Nearest neighbor search on context representation vectors is a formidable task due to challenges posed by high dimensionality, scalability issues, and potential noise within query vectors. Our novel approach leverages normalizing flow within a self-supervised learning framework to effectively tackle these challenges, specifically in the context of audio fingerprinting tasks. Audio fingerprinting systems incorporate two key components: audio encoding and indexing. The existing systems consider these components independently, resulting in suboptimal performance. Our approach optimizes the interplay between these components, facilitating the adaptation of vectors to the indexing structure. Additionally, we distribute vectors in the latent $\mathbb {R}^{K}$ space using normalizing flow, resulting in balanced $K$ -bit hash codes.
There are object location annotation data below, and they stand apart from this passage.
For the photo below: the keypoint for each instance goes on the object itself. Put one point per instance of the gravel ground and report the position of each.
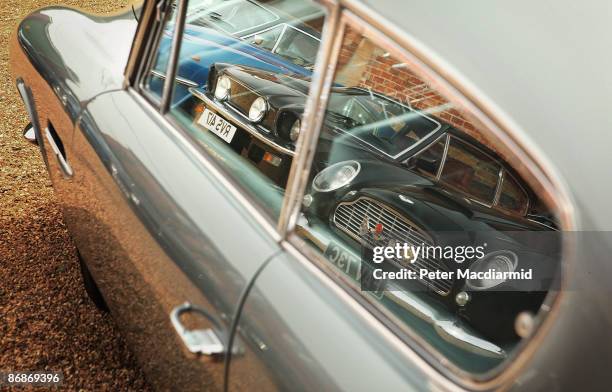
(47, 322)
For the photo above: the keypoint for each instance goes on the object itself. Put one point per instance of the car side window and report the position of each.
(389, 209)
(471, 171)
(239, 98)
(430, 160)
(512, 197)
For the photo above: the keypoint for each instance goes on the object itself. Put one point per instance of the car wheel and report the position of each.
(91, 287)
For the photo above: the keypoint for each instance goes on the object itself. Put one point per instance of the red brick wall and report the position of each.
(375, 70)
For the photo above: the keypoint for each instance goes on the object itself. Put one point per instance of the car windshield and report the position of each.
(230, 16)
(386, 125)
(289, 42)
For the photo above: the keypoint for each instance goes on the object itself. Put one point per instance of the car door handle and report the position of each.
(59, 156)
(197, 341)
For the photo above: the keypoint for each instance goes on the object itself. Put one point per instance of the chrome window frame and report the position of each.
(237, 33)
(142, 56)
(541, 176)
(468, 195)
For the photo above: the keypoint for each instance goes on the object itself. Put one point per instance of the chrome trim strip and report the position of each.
(284, 29)
(374, 124)
(243, 125)
(500, 179)
(183, 81)
(276, 17)
(443, 160)
(451, 330)
(312, 120)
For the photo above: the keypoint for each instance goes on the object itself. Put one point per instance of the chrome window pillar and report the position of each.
(312, 120)
(177, 40)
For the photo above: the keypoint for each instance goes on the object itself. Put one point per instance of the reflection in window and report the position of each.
(512, 196)
(393, 165)
(230, 16)
(429, 161)
(241, 86)
(470, 171)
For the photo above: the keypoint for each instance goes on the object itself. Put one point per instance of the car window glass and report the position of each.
(230, 16)
(512, 196)
(242, 101)
(266, 39)
(374, 187)
(470, 171)
(429, 161)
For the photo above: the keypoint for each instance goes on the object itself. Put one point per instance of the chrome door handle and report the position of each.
(197, 341)
(64, 166)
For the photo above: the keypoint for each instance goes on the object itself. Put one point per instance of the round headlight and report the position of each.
(490, 264)
(222, 88)
(258, 109)
(336, 176)
(294, 132)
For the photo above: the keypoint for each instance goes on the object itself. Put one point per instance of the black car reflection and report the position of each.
(382, 165)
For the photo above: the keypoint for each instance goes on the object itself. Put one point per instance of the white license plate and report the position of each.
(217, 125)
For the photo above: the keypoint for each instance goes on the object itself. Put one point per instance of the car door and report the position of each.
(157, 231)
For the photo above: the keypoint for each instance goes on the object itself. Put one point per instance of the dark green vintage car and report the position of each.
(235, 239)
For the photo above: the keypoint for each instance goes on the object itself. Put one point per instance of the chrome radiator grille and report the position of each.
(241, 97)
(350, 216)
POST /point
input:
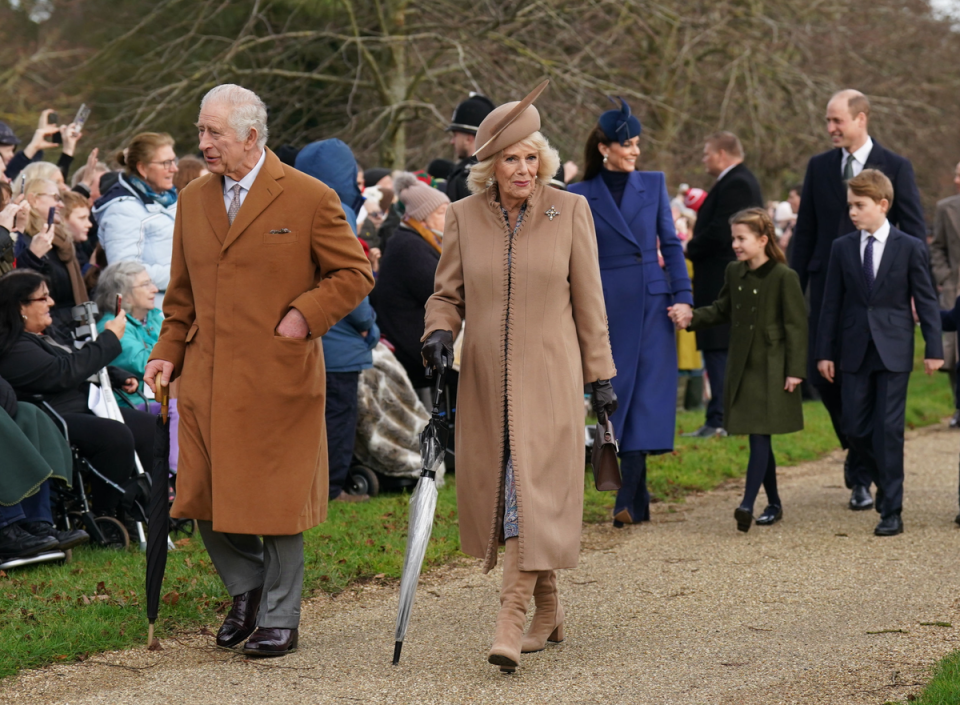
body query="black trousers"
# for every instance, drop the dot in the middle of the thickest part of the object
(855, 471)
(715, 361)
(761, 470)
(341, 415)
(874, 407)
(109, 446)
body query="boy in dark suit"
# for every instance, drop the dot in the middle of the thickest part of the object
(873, 274)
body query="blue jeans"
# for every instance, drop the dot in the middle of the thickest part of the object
(35, 508)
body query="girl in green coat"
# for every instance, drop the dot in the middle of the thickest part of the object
(767, 358)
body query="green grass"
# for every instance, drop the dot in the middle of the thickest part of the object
(51, 614)
(944, 689)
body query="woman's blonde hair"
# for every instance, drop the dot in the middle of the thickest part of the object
(483, 175)
(141, 150)
(45, 171)
(758, 220)
(38, 220)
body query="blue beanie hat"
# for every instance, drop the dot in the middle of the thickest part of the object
(620, 125)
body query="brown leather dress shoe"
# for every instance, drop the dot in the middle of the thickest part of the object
(241, 621)
(272, 641)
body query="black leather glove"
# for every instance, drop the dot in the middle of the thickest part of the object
(604, 399)
(437, 352)
(8, 398)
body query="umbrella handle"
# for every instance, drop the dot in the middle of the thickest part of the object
(163, 396)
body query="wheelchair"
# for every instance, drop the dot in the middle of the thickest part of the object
(71, 506)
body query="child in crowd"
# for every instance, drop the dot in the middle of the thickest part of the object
(767, 361)
(874, 274)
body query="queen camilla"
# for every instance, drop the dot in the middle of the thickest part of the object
(520, 263)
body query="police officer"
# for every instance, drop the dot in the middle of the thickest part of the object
(463, 129)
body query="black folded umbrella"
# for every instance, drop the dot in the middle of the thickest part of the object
(158, 520)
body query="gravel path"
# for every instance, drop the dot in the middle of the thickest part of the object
(683, 610)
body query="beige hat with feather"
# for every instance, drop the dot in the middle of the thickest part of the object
(508, 124)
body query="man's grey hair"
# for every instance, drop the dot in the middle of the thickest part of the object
(118, 278)
(247, 111)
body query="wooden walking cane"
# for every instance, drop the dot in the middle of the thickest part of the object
(163, 396)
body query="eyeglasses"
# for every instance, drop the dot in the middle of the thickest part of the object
(167, 164)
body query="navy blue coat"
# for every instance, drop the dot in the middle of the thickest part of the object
(824, 216)
(851, 316)
(637, 292)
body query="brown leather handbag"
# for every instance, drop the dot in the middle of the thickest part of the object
(606, 469)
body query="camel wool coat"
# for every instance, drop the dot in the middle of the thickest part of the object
(536, 330)
(253, 451)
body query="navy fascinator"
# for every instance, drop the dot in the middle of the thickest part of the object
(620, 125)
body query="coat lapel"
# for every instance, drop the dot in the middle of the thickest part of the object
(263, 192)
(603, 205)
(214, 207)
(890, 252)
(836, 175)
(632, 201)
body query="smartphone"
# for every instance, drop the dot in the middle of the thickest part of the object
(53, 119)
(82, 114)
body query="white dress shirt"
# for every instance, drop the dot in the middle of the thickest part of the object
(245, 183)
(859, 158)
(880, 240)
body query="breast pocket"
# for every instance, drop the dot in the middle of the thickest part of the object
(280, 236)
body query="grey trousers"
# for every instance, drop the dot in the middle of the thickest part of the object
(244, 563)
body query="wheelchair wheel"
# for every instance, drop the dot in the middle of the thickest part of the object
(362, 480)
(114, 533)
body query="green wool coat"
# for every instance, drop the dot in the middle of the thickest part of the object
(768, 343)
(33, 451)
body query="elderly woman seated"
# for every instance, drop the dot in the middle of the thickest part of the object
(35, 364)
(34, 452)
(130, 281)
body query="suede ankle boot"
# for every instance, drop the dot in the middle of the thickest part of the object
(515, 596)
(547, 624)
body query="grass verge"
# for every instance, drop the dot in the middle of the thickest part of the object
(51, 614)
This allows indexing vectors using a balanced hash table, where vectors are uniformly distributed across all possible $2^{K}$ hash buckets. This significantly accelerates retrieval, achieving speedups of up to 2× and 1.4× compared to the Locality-Sensitive Hashing (LSH) and Product Quantization (PQ), respectively. We empirically demonstrate that our system is scalable, highly effective, and efficient in identifying short audio queries ( $\leq$ 2 s), particularly at high noise and reverberation levels.
流式散列:通过规范化流量平衡散列加速音频搜索
由于高维度、可扩展性问题和查询向量中的潜在噪声所带来的挑战,在上下文表示向量上进行近邻搜索是一项艰巨的任务。我们的新方法利用自监督学习框架中的归一化流来有效地应对这些挑战,特别是在音频指纹识别任务中。音频指纹识别系统包含两个关键部分:音频编码和索引。现有系统单独考虑这两个部分,导致性能不理想。我们的方法优化了这些组件之间的相互作用,促进了向量对索引结构的适应。此外,我们使用归一化流在潜在的 $\mathbb {R}^{K}$ 空间中分配向量,从而产生平衡的 $K$ 位散列码。这样就可以使用平衡哈希表来索引向量,其中向量均匀分布在所有可能的 2^{K}$ 哈希桶中。这大大加快了检索速度,与位置敏感散列(LSH)和乘积量化(PQ)相比,检索速度分别提高了 2 倍和 1.4 倍。我们通过经验证明,我们的系统在识别短音频查询($\leq$2 s)方面是可扩展、高效和有效的,尤其是在高噪声和混响水平下。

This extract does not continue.